Last week the Department of Health and Human Services (HHS) announced an additional round of $162M in funding for Healthcare Information Exchanges. Combined with the state grants announced in February, this brings total funding to $547M. This means that all the states and state designated entities are on a path towards implementing the vision of the Office of the National Coordinator for Health Information Technology (ONC) laid out in their strategic plan.
The next step in the process calls for states to develop and align strategic and operational plans that cover what the ONC has termed as the five essential domains: governance, finance, technical infrastructure, business and technical operations and legal/policy. These plans are critical because strategic and operational plans must be approved by HHS before the states are free to begin to use HIE funds for implementation purposes. The plans are also critical to ensure coordination around standards and expand the use of HIE to a national level.

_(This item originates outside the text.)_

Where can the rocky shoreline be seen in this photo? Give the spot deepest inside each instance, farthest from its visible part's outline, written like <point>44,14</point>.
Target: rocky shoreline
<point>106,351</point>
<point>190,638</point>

As one might expect this has created a great deal of activity in the healthcare IT sector as vendors position themselves for the operational phase associated with the state funding. As we enter this next phase in the evolution of HIE’s one of the major challenges to be overcome in driving HIE success is associated with ensuring security and privacy, as well as efficiently demonstrating compliance with HIPAA and HITECH requirements. With user requirements ranging from large hospitals to small physicians’ offices, answers to basic questions such as appropriate technical protection mechanisms and access controls present significant challenges. To a certain extent, forming the appropriate answers to questions of security and privacy requires definition of the compute and storage model that will be most prevalent in the environment.
In many respects, the leading model that is emerging in the HIE market is that of a cloud services based platform. In this model the cloud service provider is responsible for providing highly scalable services, authorization, access control, audit logging and data protection. Many vendors such as Axolotl, Covisint, IBM, Microsoft HealthVault/Amalga and Medicity have announced offerings in some form. These have included API’s that allow specialized applications to be developed rapidly while taking advantage of the core infrastructure services. Example applications range from clinical decision support to meaningful use reporting. An illustration of this framework is shown below.
The platform as a service model can be very powerful in the HIE environment because security and privacy services can be leveraged by the applications as well as the providers and consumers of the information. However, for rapid deployment and efficient ongoing operations it is critical that the providers of healthcare cloud services communicate security, privacy and compliance practices and procedures to customers in a transparent fashion. The hospitals, laboratories and physician practices that form the customer base of the HIE need to be able to understand this information and ensure that their security, privacy and compliance needs are met.
A further critical requirement in this model is for the API’s to support a secure ecosystem with common security controls that have been thoroughly tested. I think the emerging nature of the HIE market presents an excellent opportunity for platform vendors to coalesce around a common set of application security controls such as OWASP Enterprise Security API. Adoption of ESAPI would provide consistent application protection as well as leverage for both cloud platform providers and application developers.
As the HIE market evolves through this important phase of development it will be critical to continue to look for additional areas of leverage in the areas of privacy, security and compliance among the many stakeholders.